Question

How do you simplify ${{10}^{{{\log }_{10}}\left( 19 \right)}}$ ?

Answer 1

Hint: For answering this question we have been asked to simplify the given logarithmic expression and reduce it as much as possible. The given expression is ${{10}^{{{\log }_{10}}\left( 19 \right)}}$ which is in the form of ${{a}^{{{\log }_{a}}\left( b \right)}}$ by seeing this we remember the formulae ${{a}^{{{\log }_{a}}\left( b \right)}}=b$ . We will use this formula in this question.
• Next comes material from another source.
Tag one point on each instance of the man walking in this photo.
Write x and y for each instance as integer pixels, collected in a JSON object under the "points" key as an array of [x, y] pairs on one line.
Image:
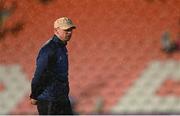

Complete step by step answer:
Now considering from the question we have been asked to simplify the given expression is ${{10}^{{{\log }_{10}}\left( 19 \right)}}$.
We can conclude by observing the given expression in the question that it is in the form of ${{a}^{{{\log }_{a}}\left( b \right)}}$.
From the basics we are aware of the formulae ${{a}^{{{\log }_{a}}\left( b \right)}}=b$. As the given expression is in the similar form we will use this logarithmic formula to answer this question.
This formula can be obtained from the basic definition of logarithm which is mathematically given as ${{a}^{x}}=y\Rightarrow {{\log }_{a}}y=x$ .
Let us assume ${{\log }_{a}}b=u$ then we can say that $\Rightarrow {{a}^{u}}=b$ .
If we replace ${{\log }_{a}}b$ with $u$ in the general form of the given expression ${{a}^{{{\log }_{a}}\left( b \right)}}$ we will have $\Rightarrow {{a}^{{{\log }_{a}}\left( b \right)}}={{a}^{u}}$
As we know that previously that the value of ${{a}^{u}}$ is $b$ hence it is proved that ${{a}^{{{\log }_{a}}\left( b \right)}}=b$ .
By using this formula in the expression given in this question we will have ${{10}^{{{\log }_{10}}\left( 19 \right)}}=19$ . Hence the given expression is simplified.

Note: For solving this type of questions more efficiently we need practice more and more questions. Similarly we have many more logarithmic formulae like $\log \left( \dfrac{a}{b} \right)=\log a-\log b$ and many more.